Effect of Random Fiber Network and Fracture Toughness on the Onset of Cavitation in Soft Materials

TL;DR

This paper develops and compares two models to quantify the extra tensile pressure needed for cavitation in soft materials, considering fiber network failure and fracture energy, validated with gelatin experiments.

Contribution

Introduces two novel models for cavitation onset in soft materials, incorporating fiber network failure and fracture energy, validated against experimental gelatin data.

Findings

Both models predict cavitation pressure within intermediate gelatin concentrations.

Network pore size distribution affects nucleation pressure, making it similar to water.

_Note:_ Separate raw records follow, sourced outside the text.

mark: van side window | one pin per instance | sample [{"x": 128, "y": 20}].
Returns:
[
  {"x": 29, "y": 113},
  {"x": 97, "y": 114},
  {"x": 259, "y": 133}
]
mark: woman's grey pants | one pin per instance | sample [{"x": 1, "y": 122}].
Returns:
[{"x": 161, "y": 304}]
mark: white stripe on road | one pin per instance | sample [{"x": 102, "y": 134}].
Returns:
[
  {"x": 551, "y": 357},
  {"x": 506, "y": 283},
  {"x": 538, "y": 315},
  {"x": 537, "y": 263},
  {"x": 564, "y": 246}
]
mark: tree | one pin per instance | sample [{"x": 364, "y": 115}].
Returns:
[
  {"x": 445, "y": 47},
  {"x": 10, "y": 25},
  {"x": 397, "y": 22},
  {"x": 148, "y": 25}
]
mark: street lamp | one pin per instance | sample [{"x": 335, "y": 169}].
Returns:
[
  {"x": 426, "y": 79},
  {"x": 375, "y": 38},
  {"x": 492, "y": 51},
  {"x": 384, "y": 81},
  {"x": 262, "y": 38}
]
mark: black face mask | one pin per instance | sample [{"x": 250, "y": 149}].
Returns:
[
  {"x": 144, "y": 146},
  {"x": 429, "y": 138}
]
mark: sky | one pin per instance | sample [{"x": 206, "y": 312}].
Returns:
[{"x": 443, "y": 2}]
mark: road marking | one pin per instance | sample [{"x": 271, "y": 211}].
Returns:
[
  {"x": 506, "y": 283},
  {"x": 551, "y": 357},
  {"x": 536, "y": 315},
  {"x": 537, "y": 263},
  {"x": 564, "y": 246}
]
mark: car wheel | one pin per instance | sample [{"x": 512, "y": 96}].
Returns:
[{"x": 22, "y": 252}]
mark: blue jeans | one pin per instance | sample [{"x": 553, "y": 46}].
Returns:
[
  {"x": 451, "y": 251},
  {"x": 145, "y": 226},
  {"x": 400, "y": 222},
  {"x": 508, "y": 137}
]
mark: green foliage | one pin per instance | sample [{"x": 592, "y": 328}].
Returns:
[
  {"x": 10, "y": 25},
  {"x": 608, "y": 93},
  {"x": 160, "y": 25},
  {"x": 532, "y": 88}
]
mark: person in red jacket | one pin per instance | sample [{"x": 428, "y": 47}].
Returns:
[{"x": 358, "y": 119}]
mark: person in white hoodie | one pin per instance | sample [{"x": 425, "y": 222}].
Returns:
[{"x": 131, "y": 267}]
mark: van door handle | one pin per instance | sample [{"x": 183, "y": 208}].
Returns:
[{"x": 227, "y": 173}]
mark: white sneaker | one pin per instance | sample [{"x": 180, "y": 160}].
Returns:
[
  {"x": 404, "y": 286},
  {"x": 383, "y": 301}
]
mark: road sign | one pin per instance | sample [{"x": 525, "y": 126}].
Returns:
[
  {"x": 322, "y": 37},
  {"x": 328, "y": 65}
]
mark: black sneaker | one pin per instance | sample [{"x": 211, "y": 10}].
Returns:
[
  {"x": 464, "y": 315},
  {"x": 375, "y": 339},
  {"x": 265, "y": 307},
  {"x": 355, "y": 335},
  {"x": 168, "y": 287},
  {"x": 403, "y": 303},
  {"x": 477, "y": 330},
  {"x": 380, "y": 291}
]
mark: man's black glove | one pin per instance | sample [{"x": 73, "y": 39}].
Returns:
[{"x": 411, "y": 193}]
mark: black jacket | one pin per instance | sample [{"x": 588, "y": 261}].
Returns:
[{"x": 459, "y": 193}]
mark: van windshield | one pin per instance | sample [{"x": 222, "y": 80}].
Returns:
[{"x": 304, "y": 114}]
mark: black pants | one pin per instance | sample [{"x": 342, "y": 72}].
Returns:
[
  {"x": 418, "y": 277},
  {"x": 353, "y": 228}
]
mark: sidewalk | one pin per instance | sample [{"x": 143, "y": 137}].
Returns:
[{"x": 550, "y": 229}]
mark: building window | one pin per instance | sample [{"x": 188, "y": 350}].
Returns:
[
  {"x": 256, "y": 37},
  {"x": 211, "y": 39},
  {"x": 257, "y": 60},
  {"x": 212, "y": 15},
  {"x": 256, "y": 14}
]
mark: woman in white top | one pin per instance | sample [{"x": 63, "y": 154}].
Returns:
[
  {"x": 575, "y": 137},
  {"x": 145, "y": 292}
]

Model accuracy varies with gelatin concentration, highlighting different dominant failure mechanisms.

Abstract

Experimental and theoretical observations have agreed that the onset of cavitation in soft materials requires higher tensile pressure than pure water. The extra tensile pressure is required since the cavitating bubble needs to overcome the elastic energy in soft materials. In this manuscript, we have developed two models to study and quantify the extra tensile pressure. In the first approach, we proposed a strain energy based random fiber network (RFN) failure criteria in which interaction between the cavitating bubble and RFN is considered. Gelatin samples are prepared for different concentrations, and SEM images are used to study the microstructural properties of the RFN. A unit-cell model is introduced to evaluate the geometrical and mechanical properties of the RFN. The network strain energy formulation is then coupled with the bubble growth, and the critical condition is set as the fibers ultimate failure strain. We considered soft materials as homogeneous hyper-elastic Ogden material, and fracture-based failure criteria are proposed in the second approach. The critical energy release rate is considered for quantifying the extra tensile pressure. Both the models are then compared with the existing cavitation onset criteria of rubber like materials. The validation is done with the experimental results of threshold tensile pressure for different gelatin concentrations. We have found that due to the large distribution of the pore size in the network, the nucleation pressure is similar to water. Both models can moderately predict the extra tensile pressure within the intermediate range of gelatin concentrations. For low concentration, the network's non-affinity plays a significant role and must be incorporated. On the other hand, for higher concentrations, the entropic deformation dominates, and strain energy formulation is not adequate.